I think I’m supposed to say something about kids and my lawn here, but I can’t remember what it is.
I know…but this is totally not a selling point to me…wtf am I going to do with the art? I want to listen to the music, not look at the art. I guess I’m just a heathen.
On topic, I will never agree the “old days” were better, just because of the difficulty in acquiring birth control and the pressures on women to have the child if they got pregnant, and either give it up, or marry someone they were eminently unsuited for at seventeen.
Hooray for freedom from the yoke of being forced to bear children!

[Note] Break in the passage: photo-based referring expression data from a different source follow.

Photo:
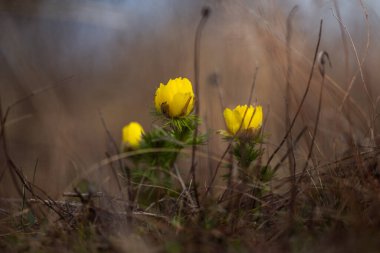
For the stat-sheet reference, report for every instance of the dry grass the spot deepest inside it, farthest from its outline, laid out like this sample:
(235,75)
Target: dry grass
(323,144)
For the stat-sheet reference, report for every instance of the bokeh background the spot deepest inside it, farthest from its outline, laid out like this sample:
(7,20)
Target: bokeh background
(85,61)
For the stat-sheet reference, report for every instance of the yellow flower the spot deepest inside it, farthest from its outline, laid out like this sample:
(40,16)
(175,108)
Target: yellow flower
(132,134)
(175,99)
(252,120)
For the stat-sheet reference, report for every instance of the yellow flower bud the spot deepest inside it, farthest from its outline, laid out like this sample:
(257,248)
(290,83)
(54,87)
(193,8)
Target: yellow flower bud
(132,134)
(175,99)
(252,120)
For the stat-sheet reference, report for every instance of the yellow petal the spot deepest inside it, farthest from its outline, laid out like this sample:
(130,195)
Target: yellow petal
(132,134)
(179,105)
(164,95)
(176,98)
(256,117)
(232,120)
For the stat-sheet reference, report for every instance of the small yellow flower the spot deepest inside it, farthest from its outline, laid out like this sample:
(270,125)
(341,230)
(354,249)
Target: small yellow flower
(132,134)
(252,120)
(175,99)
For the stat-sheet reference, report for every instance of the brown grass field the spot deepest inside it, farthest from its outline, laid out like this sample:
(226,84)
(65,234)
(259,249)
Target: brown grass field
(73,73)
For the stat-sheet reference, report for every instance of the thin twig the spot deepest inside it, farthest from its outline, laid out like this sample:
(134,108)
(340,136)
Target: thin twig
(205,15)
(303,98)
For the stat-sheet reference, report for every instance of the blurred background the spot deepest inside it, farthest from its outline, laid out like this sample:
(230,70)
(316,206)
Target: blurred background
(84,61)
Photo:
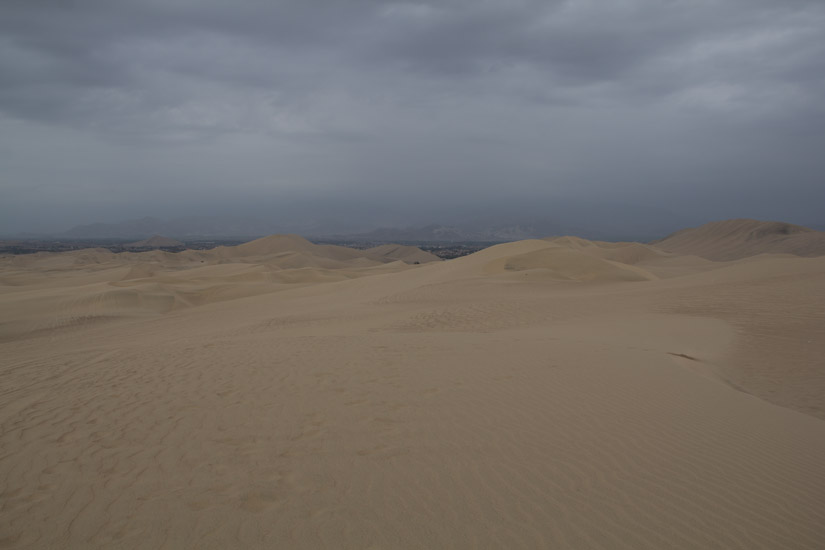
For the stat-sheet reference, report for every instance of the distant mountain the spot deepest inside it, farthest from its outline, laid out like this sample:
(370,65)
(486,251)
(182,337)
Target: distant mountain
(469,231)
(180,228)
(740,238)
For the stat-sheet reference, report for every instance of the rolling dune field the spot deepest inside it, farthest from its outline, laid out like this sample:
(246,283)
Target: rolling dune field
(555,393)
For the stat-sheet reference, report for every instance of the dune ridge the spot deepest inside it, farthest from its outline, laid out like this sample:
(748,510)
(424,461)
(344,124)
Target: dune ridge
(735,239)
(548,393)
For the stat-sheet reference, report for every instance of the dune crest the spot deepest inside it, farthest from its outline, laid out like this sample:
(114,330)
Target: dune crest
(547,393)
(735,239)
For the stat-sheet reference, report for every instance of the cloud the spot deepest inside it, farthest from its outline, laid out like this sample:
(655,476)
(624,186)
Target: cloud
(450,97)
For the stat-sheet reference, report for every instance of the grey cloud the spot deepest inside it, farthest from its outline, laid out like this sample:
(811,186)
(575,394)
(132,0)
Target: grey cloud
(639,98)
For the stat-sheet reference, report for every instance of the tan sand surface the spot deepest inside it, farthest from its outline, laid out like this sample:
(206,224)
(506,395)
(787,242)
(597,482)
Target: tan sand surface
(556,393)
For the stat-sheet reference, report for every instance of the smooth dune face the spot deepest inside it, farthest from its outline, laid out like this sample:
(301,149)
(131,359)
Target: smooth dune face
(555,393)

I’m quite a bit younger than you, but I’m going to go right along with you on this one. From age 11 or so, I was allowed to ride my bike wherever, and be gone as long as I wanted, as long as: A) I was home by the time the street lights came on, and B) I had gotten all my assigned chores done before I left the house.

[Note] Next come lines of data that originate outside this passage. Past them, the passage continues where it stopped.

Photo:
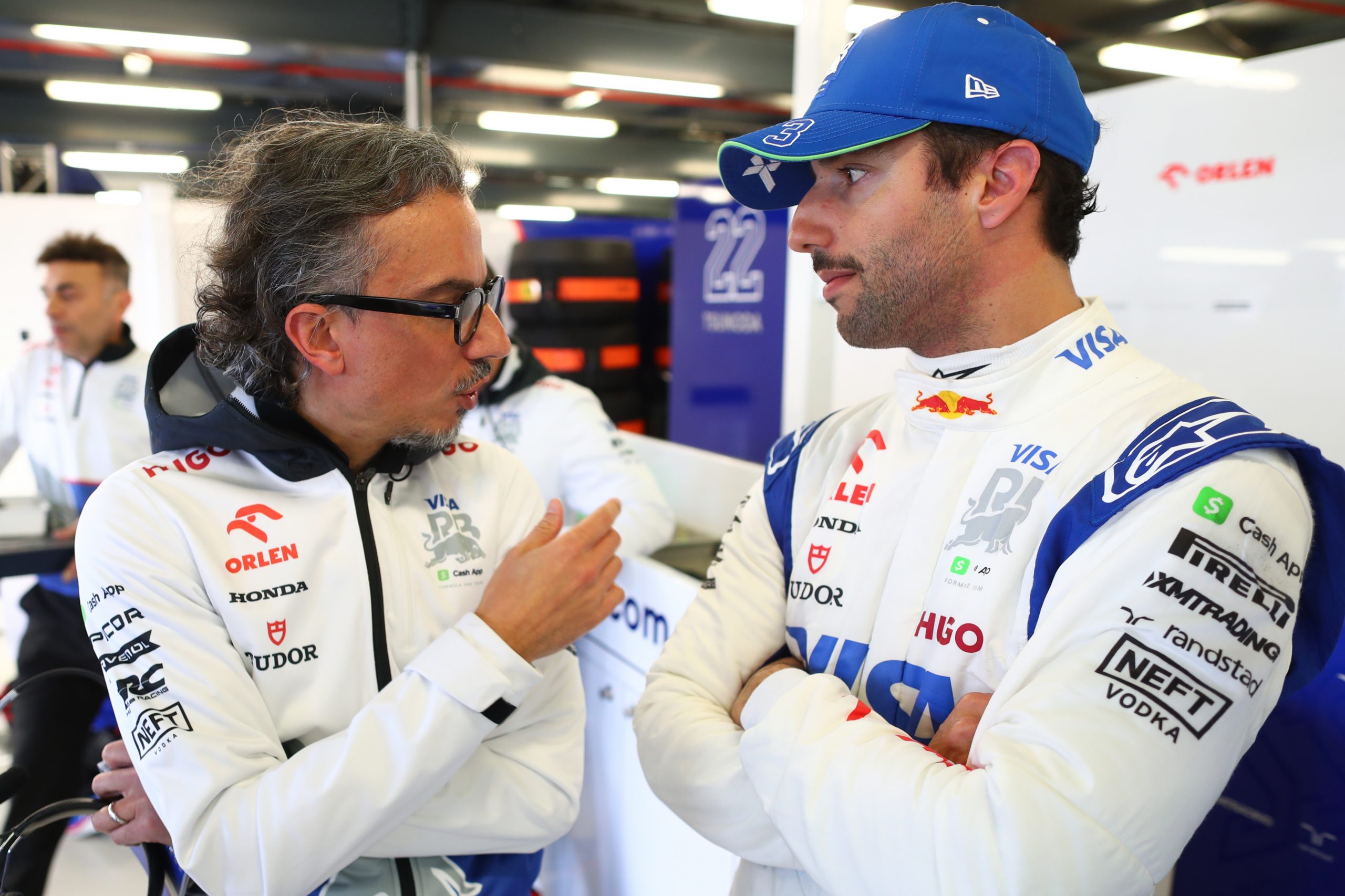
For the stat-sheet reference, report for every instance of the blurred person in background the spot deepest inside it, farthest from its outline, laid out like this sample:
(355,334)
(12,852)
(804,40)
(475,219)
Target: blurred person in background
(76,405)
(1010,627)
(362,627)
(561,434)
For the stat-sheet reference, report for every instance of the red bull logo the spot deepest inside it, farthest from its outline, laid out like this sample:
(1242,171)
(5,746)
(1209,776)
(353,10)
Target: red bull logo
(951,405)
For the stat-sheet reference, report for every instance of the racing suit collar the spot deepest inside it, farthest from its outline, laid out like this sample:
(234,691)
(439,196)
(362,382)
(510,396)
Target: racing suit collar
(191,405)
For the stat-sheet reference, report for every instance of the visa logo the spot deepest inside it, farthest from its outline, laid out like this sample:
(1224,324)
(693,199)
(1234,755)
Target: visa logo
(1034,456)
(1099,343)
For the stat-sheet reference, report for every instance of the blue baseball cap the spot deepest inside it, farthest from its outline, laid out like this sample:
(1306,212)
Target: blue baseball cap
(951,62)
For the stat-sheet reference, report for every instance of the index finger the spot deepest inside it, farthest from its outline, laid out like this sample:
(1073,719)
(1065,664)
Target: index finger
(591,530)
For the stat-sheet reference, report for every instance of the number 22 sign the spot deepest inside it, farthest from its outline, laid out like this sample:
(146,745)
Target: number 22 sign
(738,236)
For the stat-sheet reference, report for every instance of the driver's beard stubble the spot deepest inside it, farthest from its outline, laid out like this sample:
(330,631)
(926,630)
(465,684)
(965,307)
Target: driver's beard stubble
(441,439)
(916,288)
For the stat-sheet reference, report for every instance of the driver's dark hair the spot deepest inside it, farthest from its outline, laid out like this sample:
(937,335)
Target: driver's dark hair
(1067,197)
(298,192)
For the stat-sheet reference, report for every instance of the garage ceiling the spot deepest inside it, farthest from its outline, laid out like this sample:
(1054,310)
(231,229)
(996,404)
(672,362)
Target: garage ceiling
(349,54)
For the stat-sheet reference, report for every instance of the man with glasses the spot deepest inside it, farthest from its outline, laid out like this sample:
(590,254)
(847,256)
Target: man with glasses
(337,633)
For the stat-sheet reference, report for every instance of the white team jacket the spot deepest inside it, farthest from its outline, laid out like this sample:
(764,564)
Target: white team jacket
(908,547)
(252,599)
(78,424)
(575,452)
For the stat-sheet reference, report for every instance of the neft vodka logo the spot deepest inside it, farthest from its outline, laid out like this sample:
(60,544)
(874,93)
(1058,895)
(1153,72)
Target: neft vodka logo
(451,535)
(1152,685)
(1004,504)
(155,725)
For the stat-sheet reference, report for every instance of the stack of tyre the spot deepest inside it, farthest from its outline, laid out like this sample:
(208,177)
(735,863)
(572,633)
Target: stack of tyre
(577,305)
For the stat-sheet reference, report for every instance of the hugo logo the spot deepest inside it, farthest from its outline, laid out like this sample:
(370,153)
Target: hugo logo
(245,518)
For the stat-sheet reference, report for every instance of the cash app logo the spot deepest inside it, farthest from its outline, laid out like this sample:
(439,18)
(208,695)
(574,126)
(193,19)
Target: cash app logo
(1212,505)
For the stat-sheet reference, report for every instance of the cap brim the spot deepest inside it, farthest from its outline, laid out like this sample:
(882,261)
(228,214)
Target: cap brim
(770,169)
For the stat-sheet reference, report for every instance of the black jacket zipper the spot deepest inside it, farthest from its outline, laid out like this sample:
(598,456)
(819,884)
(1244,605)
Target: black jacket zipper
(382,665)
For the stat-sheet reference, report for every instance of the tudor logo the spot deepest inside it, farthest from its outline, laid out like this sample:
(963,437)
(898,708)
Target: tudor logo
(245,518)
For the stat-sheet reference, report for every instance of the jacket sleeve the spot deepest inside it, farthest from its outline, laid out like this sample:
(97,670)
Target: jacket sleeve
(520,791)
(599,465)
(244,818)
(688,743)
(1105,746)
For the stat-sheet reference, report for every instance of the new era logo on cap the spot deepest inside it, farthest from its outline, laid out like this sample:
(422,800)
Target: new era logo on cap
(978,88)
(763,169)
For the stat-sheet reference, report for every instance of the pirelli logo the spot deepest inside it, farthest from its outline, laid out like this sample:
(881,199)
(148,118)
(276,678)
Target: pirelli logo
(1234,574)
(1188,700)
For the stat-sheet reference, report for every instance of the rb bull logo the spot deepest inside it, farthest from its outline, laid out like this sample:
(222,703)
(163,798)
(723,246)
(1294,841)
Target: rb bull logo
(452,536)
(950,405)
(992,518)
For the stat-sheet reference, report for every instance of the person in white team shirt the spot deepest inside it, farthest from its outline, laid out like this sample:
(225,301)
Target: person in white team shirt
(1032,606)
(561,434)
(358,622)
(76,405)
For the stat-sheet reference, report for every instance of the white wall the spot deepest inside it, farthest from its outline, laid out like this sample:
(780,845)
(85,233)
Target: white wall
(1235,283)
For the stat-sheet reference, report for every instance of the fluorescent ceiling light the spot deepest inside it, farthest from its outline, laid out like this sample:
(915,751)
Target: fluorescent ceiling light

And while I thought all my dad’s manual labor chores were horrible (and I would have blogged about it, had blogs existed back then, LOL), I’m glad he managed to teach me a lot of house upkeep skills by making me do them. I’m glad they made me earn my own money. And mostly, I’m glad I could tool around on my bike all summer long and get away with murder. I was also expected to run errands for my parents while they were at work (in the summer). They sent me all over town, unsupervised, on a 10-speed. No helmet.

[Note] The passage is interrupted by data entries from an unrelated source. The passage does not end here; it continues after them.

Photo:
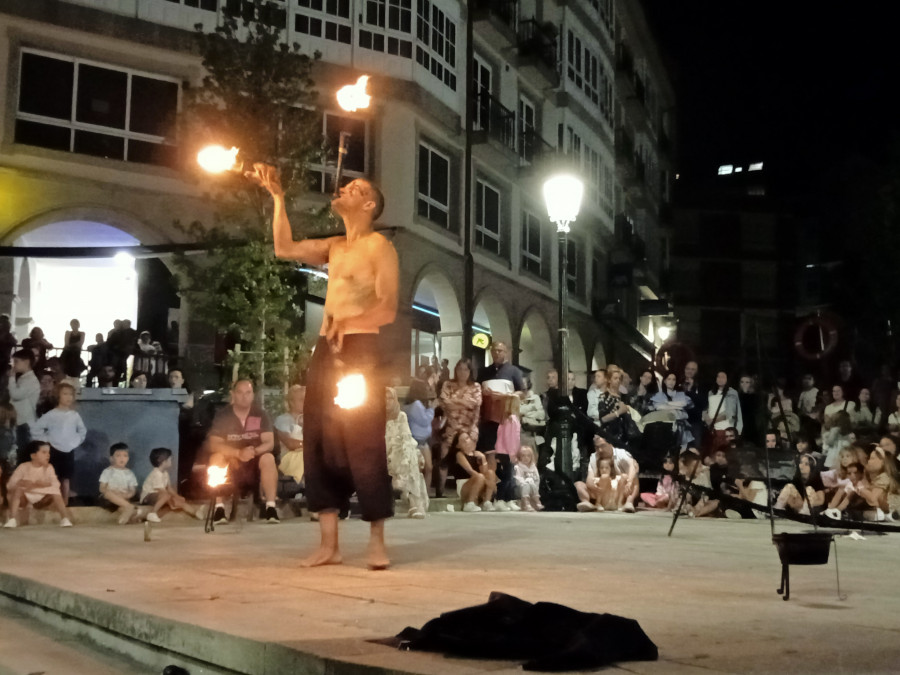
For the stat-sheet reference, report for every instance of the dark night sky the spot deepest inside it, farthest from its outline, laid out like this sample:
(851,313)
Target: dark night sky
(800,85)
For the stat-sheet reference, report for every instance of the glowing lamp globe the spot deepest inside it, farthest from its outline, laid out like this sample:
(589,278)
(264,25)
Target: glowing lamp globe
(562,194)
(353,97)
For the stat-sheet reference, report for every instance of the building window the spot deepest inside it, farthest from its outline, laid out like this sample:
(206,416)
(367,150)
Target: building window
(327,19)
(436,43)
(583,67)
(434,186)
(209,5)
(92,109)
(392,24)
(574,268)
(487,217)
(532,246)
(322,174)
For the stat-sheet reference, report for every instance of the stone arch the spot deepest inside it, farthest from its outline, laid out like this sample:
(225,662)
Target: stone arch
(49,292)
(490,313)
(118,219)
(536,347)
(433,292)
(578,358)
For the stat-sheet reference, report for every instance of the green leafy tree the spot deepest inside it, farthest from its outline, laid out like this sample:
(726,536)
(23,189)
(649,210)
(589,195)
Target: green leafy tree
(257,95)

We used to hang out at the neighborhood parks. I don’t see many kids at parks anymore. I see adults working out, moms with babies in strollers, lots of people with dogs, but very few children actually playing. When I do, they are always closely supervised with several adults around carefully monitoring their every breath. I feel sorry for kids who don’t get the experience of exploring an abandoned house or getting up a pickup game of some form of ball or tag in a vacant lot with broken bottles everywhere.
Why, when I was a kid, our parents sent us out into heavy rush hour traffic with sharp knives to play and we turned out just fine… Okay, that last bit was a tad hyperbolic. But I do think kids are a bit more sheltered these days and I think they suffer from that. I don’t think it’s fair that most kids don’t seem to have as much independence as we did at much younger ages.
Dogzilla, “when the streetlights come on” was when I had to be home after supper, if it wasn’t already dark by then. In the dead of winter, we weren’t allowed out after supper, but for most of the year, I had to be home for supper at 5:00, and home when the streetlights came on after supper. Good times.
I was on a group tour in the now abandonedcoal mines of Wallons, Belgium. The tours were led by former miners. Our tourguide did a near impossible thing, by making us feel guilty of two separate things: one, that generations of miners did the (indeed) hard work of mining coal there, and two, that the mine was closed in 1990 and all minders sent home with a pension.
I came of age in the '60s, and everything was better then.
Well, unless you were black, female, gay, poor, sick, physically- or mentally-challenged . . . etc., etc., etc.